“This has been part of a broader commitment by the Obama administration around the country to increase summer jobs,” he said.
That’s good to know. But what really caught my attention was the results of a 2014 study performed by a University of Pennsylvania professor that tracked the results of a summer youth employment program in Chicago that focused on young people who were basically living their lives as a balancing act on a razor’s edge between survival and the point of no return. Lu referenced this study as a strong indicator of why summer youth employment matters, and once I took a look at the study I could see why. A summer job can change a kid’s life.
From Chicagomag.com
“A recent study, reminiscent of the Becoming a Man study—and by the same lead author, the University of Pennsylvania’s Sara Heller—brings very positive findings: a 43 percent reduction in violent crime among disadvantaged high school youth over a 16-month span, well after the skills program ended. And it suggests that there are different, equally effective routes to imparting those skills.

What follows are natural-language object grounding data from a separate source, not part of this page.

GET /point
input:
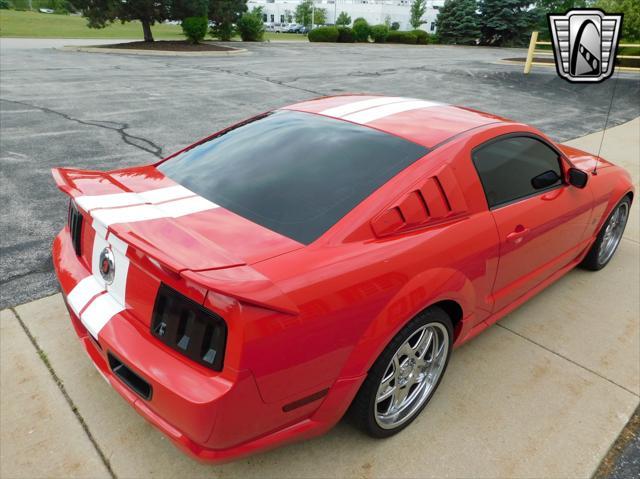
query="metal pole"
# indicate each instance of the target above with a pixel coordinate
(532, 47)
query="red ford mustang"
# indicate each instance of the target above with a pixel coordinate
(248, 290)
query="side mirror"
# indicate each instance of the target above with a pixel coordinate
(578, 178)
(544, 180)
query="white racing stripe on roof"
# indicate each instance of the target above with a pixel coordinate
(172, 209)
(92, 202)
(340, 111)
(372, 114)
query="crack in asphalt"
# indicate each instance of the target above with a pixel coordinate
(253, 76)
(67, 397)
(120, 128)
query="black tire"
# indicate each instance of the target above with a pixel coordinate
(362, 410)
(592, 260)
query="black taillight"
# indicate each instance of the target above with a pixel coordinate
(75, 227)
(189, 328)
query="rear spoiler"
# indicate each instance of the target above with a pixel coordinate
(232, 278)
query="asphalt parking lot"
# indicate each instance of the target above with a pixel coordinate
(543, 394)
(98, 111)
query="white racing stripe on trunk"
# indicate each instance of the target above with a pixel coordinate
(82, 293)
(99, 312)
(340, 111)
(172, 209)
(372, 114)
(92, 202)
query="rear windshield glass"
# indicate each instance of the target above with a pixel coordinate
(294, 173)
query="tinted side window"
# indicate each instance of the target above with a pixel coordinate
(506, 167)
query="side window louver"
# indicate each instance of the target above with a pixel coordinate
(437, 198)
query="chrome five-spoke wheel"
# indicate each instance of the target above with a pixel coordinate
(613, 232)
(609, 237)
(404, 377)
(411, 375)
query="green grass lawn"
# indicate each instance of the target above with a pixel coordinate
(41, 25)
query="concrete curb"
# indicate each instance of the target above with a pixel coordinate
(132, 51)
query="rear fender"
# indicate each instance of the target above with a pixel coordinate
(427, 288)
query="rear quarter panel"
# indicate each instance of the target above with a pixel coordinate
(355, 291)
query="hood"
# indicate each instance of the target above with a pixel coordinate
(169, 222)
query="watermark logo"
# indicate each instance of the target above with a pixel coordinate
(585, 43)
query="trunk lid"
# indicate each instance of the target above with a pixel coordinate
(167, 222)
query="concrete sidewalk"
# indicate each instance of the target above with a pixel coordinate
(542, 394)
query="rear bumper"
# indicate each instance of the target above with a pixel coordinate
(211, 416)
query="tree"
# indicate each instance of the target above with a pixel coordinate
(631, 21)
(224, 14)
(506, 22)
(305, 14)
(418, 9)
(343, 19)
(458, 22)
(100, 13)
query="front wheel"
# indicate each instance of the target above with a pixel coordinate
(405, 376)
(608, 238)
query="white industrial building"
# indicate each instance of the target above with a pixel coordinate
(373, 11)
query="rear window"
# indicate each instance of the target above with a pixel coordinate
(294, 173)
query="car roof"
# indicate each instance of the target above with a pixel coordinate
(427, 123)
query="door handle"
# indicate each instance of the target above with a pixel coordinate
(518, 234)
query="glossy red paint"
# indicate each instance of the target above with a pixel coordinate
(303, 319)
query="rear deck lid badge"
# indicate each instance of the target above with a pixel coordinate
(107, 265)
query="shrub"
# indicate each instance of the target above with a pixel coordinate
(361, 30)
(379, 33)
(422, 36)
(345, 35)
(250, 27)
(324, 34)
(223, 31)
(195, 28)
(402, 37)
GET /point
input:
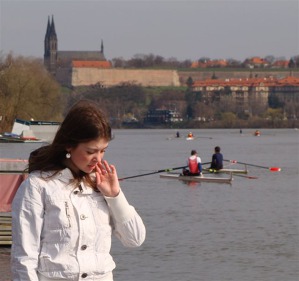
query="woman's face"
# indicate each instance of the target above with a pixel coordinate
(86, 155)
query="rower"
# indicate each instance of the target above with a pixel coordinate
(217, 159)
(194, 165)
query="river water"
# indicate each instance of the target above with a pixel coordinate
(207, 231)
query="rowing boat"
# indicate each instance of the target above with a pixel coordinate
(197, 178)
(227, 170)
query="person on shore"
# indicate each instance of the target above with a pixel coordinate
(217, 159)
(194, 165)
(65, 212)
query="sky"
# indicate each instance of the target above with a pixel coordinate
(181, 29)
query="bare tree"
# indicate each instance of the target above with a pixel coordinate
(27, 91)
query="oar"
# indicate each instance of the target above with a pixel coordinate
(244, 176)
(272, 169)
(157, 172)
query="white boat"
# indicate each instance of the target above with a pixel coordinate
(227, 170)
(197, 178)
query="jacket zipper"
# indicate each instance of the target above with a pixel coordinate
(67, 212)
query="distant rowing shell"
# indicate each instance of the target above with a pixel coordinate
(197, 178)
(227, 171)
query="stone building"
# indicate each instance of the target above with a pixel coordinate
(84, 68)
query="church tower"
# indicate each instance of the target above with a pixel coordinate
(51, 46)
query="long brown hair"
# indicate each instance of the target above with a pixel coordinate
(84, 122)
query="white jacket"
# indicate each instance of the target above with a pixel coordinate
(64, 232)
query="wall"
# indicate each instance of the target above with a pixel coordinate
(111, 77)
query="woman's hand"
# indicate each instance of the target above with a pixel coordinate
(107, 180)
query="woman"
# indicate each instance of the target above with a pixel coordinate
(65, 212)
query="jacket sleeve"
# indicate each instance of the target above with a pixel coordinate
(27, 221)
(129, 227)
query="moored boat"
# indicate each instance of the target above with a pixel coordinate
(197, 178)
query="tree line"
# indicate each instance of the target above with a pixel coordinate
(29, 92)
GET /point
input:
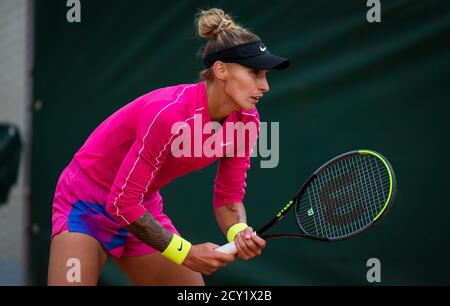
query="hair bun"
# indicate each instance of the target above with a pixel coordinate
(213, 21)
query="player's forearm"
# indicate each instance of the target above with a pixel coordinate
(229, 215)
(147, 229)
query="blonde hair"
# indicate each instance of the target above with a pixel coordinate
(222, 32)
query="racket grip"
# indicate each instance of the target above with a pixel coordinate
(229, 248)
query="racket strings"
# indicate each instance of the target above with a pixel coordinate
(345, 197)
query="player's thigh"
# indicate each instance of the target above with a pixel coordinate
(155, 269)
(70, 252)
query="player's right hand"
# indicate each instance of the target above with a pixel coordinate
(205, 259)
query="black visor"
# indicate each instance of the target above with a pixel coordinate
(253, 55)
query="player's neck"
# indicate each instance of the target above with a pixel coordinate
(219, 104)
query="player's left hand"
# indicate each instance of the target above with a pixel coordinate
(249, 244)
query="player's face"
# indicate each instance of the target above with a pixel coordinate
(245, 86)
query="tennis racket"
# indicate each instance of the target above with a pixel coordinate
(343, 198)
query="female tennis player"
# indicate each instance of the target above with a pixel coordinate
(107, 200)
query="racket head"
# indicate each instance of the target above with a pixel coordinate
(346, 196)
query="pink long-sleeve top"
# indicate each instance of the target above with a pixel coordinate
(162, 135)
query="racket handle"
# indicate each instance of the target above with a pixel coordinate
(229, 248)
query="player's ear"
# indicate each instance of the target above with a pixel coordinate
(220, 70)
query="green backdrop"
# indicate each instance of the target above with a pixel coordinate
(352, 84)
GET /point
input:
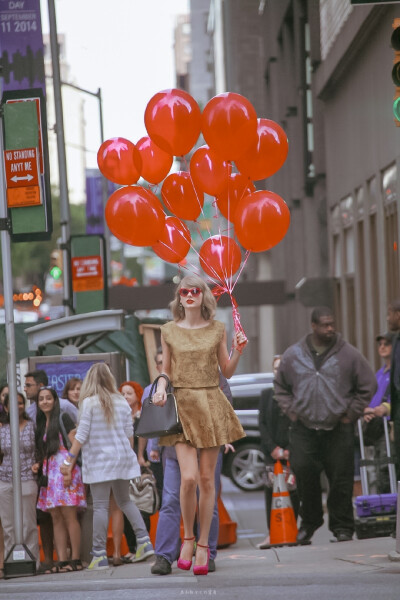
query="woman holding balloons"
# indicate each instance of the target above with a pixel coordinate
(194, 346)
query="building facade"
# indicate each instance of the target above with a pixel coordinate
(322, 70)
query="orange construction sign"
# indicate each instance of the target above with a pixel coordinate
(87, 273)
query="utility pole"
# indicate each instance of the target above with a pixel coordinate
(62, 160)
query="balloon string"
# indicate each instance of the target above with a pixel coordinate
(246, 258)
(198, 199)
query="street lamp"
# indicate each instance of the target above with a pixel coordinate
(103, 180)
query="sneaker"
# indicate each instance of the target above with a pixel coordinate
(342, 536)
(161, 566)
(143, 551)
(98, 563)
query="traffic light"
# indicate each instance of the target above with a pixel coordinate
(395, 41)
(55, 269)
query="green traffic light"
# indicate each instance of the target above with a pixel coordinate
(56, 272)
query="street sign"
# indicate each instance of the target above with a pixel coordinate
(25, 128)
(22, 177)
(87, 274)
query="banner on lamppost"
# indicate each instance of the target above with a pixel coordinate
(21, 45)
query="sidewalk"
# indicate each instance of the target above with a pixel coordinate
(242, 561)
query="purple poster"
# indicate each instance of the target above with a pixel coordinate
(21, 45)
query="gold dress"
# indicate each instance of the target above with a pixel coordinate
(207, 417)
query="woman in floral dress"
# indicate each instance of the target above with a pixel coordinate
(61, 501)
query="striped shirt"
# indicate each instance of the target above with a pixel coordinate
(106, 451)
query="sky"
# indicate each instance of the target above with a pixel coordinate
(124, 47)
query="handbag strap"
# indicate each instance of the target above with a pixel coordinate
(155, 382)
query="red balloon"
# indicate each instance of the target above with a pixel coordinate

“Heller’s study, recently published in Science, examined One Summer Plus, a summer-jobs program open to students in high-violence Chicago public high schools. On average, the kids were 16 going on 17, with a C average, and having missed 29 days of school. Twenty-two percent had been arrested. In short, not lost kids, but “on the cusp,” to use Heller’s words.
“They were put through a straightforward summer jobs program: students got paid minimum wage to work engaging jobs—camp counselor, aldermanic assistant, community-garden work—with the assistance of a job mentor. In other words, it’s not just digging a hole to fill it back in.”

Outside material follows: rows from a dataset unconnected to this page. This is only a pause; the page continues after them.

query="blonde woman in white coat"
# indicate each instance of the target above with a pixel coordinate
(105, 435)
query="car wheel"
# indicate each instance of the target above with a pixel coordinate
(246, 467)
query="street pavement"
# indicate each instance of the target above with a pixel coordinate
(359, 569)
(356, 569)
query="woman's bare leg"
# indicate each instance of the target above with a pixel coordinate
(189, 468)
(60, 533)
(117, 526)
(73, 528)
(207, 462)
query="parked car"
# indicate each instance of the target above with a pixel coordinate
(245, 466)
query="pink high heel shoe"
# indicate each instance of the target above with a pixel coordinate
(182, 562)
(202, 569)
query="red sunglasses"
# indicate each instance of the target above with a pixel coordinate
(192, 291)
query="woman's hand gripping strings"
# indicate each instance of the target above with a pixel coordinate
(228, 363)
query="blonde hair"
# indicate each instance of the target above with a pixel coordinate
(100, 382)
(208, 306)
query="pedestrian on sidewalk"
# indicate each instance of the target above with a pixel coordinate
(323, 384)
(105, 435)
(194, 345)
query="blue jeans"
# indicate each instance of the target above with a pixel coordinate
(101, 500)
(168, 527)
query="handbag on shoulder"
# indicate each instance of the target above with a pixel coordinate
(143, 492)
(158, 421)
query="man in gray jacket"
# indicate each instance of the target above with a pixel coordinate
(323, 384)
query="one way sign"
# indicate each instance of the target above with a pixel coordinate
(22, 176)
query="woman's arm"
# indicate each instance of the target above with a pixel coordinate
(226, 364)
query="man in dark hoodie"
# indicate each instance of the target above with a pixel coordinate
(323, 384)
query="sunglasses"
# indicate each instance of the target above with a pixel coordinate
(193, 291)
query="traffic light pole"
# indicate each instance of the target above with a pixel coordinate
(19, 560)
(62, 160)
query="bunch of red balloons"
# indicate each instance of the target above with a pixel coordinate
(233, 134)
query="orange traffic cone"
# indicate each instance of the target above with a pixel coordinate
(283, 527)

And from the study itself:
Abstract
Every day, acts of violence injure more than 6000 people in the United States. Despite decades of social science arguing that joblessness among disadvantaged youth is a key cause of violent offending, programs to remedy youth unemployment do not consistently reduce delinquency. This study tests whether summer jobs, which shift focus from remediation to prevention, can reduce crime. In a randomized controlled trial among 1634 disadvantaged high school youth in Chicago, assignment to a summer jobs program decreases violence by 43% over 16 months (3.95 fewer violent-crime arrests per 100 youth). The decline occurs largely after the 8-week intervention ends. The results suggest the promise of using low-cost, well-targeted programs to generate meaningful behavioral change, even with a problem as complex as youth violence.